New Zealand YouTube personality, vlogger, and comedian

Jamie Curry (born 26 July 1996) is a New Zealand YouTube personality, vlogger, and comedian, best known for creating Jamie's World.

==Early life==
Curry grew up in Taradale and attended Sacred Heart College, which she graduated from in 2014.

==Career==
She began creating Jamie's World videos in 2012; her first video was a parody music video, to "Weird Al" Yankovic's song "White & Nerdy". By 2013, she was reaching an audience of 7 million people per week.

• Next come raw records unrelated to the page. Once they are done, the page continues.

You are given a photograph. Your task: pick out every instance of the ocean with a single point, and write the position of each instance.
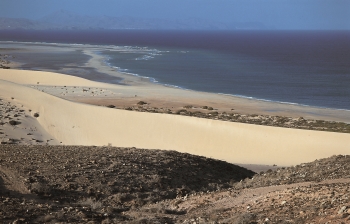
(296, 67)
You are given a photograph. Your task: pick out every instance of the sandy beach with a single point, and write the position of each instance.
(74, 123)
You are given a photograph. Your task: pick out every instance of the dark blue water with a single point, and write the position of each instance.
(302, 67)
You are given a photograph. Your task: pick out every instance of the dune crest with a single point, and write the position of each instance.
(81, 124)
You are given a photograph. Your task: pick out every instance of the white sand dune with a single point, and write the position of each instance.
(80, 124)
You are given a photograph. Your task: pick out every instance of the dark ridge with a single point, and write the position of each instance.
(106, 180)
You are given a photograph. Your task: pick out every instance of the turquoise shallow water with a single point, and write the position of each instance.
(300, 67)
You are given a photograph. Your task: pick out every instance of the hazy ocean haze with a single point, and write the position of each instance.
(302, 67)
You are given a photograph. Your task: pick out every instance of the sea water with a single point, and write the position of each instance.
(296, 67)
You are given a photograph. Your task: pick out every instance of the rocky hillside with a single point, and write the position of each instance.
(81, 184)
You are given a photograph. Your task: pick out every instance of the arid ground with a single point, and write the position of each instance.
(75, 184)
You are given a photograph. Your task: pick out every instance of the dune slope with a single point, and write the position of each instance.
(81, 124)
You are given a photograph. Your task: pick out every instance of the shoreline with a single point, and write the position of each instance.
(161, 95)
(74, 123)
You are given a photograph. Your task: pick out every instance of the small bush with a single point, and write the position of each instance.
(94, 205)
(141, 103)
(13, 122)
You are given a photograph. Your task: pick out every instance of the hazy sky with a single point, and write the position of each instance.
(280, 14)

She co-authored a book with Alex Casey, They Let Me Write A Book!: Jamie’s World, which was published in 2015. She was nominated for Favorite Aussie/Kiwi Internet Sensation in the 2015 Kids' Choice Awards.

In 2016, she played Becky in New Zealand comedy television programme Funny Girls.

In 2017, she published a series of videos called Jamie's World on Ice, which were filmed during a trip to Antarctica in November 2016. Produced and directed by Damian Christie, it consists of four episodes and two special features, all but one of which were published on her YouTube channel. The four episodes and the remaining special feature were published on TVNZ OnDemand on 12 May 2017. She appeared on a celebrity "All-Star" episode of Family Feud on 26 April 2017.

== Personal life ==
In 2015, she moved from her family home in Napier to Auckland.

On 24 June 2018, she published a video announcing that she was engaged to a woman.